John Cabot's Voyage of 1498
Henry VII's northern Columbus returned to Bristol on 6
August 1497. Cabot and everyone else thought that a new, shorter
route to Asia had been found. No silks and spices, but these
could not be far away - and it was known that Columbus himself
had not yet found anything of great commercial value.
So Cabot became a hero: "... he is called the Great Admiral and vast
honour is paid to him", wrote Lorenzo Pasqualigo, a Venetian
living in London, "and he goes dressed in silk, and these
English run after him like mad ...."
Henry VII granted £10 "to hym that founde the new
isle", and later a pension of £20 a year. These were lavish rewards
in a time when houses could be rented for £2 a year. In February 1498,
Henry granted Cabot his second letters patent. He was authorized
to take six ships, and go to the "londe and iles of late
founde by the seid John".
1498 Voyage a Puzzle
In May 1498 Cabot set sail with a fleet of five vessels - a
significant advance over the previous year.
This voyage is one of history's puzzles. We know the
fleet sailed, that one ship returned damaged after a storm, and
that John Cabot disappears from the historical record. Everything
else is speculation.
It seems likely that some of the vessels retraced the 1497
route, explored the area in more detail, and returned to England
with more geographical knowledge.
It has also been assumed that Cabot died during the voyage.
One tradition asserts that he was shipwrecked not far from Grates
Cove, where he got ashore with his son Sancio and some of the crew.
There they died, either by starvation or at the hands of Beothuk
Indians. The Grates Cove Rock story is associated with this tradition.
However, recent research suggests that Cabot returned to England
in the spring of 1500 and died there four months later. The late
Alywn Rudduck claimed to have found evidence that Cabot spent two
years exploring North America's eastern coast before he returned
to Europe. Unfortunately, Ruddock died before anything was published
and she left instructions that her research notes were to be destroyed.

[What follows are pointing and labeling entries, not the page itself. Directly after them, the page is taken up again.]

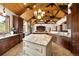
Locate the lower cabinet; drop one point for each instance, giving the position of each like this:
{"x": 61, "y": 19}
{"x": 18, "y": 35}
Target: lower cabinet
{"x": 32, "y": 49}
{"x": 9, "y": 42}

Researchers at Bristol University have investigated her claim, and
think that they have located "evidence that supports the notion that John Cabot's expedition returned to England in the spring of 1500"
(Jones, In press).
Whatever Cabot's fate, his 1498 voyage demonstrated that he had
not found an easy and profitable route to Asia. He had found codfish
and trees, but not the great cities which could provide wealth and power.
What he and Columbus had found, it was becoming clear, was a new continent
which stood between Europe and Asia. This was a considerable disappointment
to those who had backed Cabot's voyages.